The 1215mm wheelbase creates an interesting climbing feel. In a straight line up a technical section of trail, the added length gives you a long, stable, rock crawling feel. Just line the bike up, punch it, and the Bronson goes right up and over. Tighter moves are more difficult. Rock gardens or root infested zones where you have to cut back and forth across the trail or get creative with line choice can be problematic. We wouldn't necessarily call this bike especially bulky or clumsy, but it is definitely not nimble.

The SRAM GX Eagle drivetrain was fine and the Maxxis Minions hook up very nicely on the climb. We take issue with the RockShox Super Deluxe R not having a climb switch. The suspension is calm on this bike and you don't really need a climb switch on singletrack. That said, it would still be beneficial on fire road or pavement. The technology is there for RockShox to include a climb switch on the entry-level Super Deluxe R, they should use it.

Photo Tour


The Fox 34 Performance is a solid performer.
The SRAM GX Eagle drivetrain works fine. We wish the Super Deluxe shock had a climb switch.

Value


At $5199, the Bronson offers excellent downhill performance, respectable climbing, and the build kit is decent. This bike is an average value for the rider who wants an aggressive 27.5" bike that still climbs pretty well. The performance is definitely there, but it will cost you. Yes, the frame and suspension design is definitely dialed, but there are some interesting competitors available at significantly lower prices.

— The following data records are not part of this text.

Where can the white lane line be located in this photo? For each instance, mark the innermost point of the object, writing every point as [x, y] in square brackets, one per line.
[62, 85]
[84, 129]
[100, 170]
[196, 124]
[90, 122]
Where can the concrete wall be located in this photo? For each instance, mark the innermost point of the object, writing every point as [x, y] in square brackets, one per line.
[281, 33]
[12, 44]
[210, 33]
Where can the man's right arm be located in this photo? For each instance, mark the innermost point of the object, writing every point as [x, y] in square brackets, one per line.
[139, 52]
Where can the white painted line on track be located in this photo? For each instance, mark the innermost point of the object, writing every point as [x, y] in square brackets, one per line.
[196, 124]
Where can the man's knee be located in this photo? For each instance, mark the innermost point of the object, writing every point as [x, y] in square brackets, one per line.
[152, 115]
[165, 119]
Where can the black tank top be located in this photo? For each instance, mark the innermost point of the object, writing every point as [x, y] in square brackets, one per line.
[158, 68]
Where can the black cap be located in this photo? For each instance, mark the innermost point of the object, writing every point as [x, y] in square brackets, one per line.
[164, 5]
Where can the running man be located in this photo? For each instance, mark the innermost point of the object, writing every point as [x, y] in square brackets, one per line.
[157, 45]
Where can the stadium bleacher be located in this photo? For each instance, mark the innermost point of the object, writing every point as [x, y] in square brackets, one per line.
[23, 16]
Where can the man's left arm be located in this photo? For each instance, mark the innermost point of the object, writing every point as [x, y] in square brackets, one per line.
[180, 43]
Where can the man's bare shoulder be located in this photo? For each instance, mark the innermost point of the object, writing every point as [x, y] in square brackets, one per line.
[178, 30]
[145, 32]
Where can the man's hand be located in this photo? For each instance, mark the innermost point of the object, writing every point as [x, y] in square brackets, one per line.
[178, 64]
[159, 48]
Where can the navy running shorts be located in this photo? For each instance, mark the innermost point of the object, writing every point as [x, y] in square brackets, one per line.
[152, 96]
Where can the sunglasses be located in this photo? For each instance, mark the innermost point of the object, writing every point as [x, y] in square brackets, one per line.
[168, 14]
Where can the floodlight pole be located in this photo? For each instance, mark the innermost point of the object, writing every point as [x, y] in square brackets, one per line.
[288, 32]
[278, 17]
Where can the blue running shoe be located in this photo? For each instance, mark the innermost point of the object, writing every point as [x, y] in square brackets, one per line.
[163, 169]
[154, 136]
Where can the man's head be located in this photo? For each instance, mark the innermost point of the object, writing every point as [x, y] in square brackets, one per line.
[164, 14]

The Bronson is a versatile bike comfortable on a wide range of terrain.
The Bronson is a versatile bike comfortable on a wide range of terrain.

Conclusion


Santa Cruz nailed it with the all-new Bronson. This bike is perfect for the aggressive rider who wants an excellent descender that retains respectable climbing abilities. This 150mm bike in an impressive entry into the enduro-light or aggressive trail category. The Bronson is an excellent choice for the rider who values downhill performance above all but doesn't want to take the plunge to a full-blown, burly, enduro bike.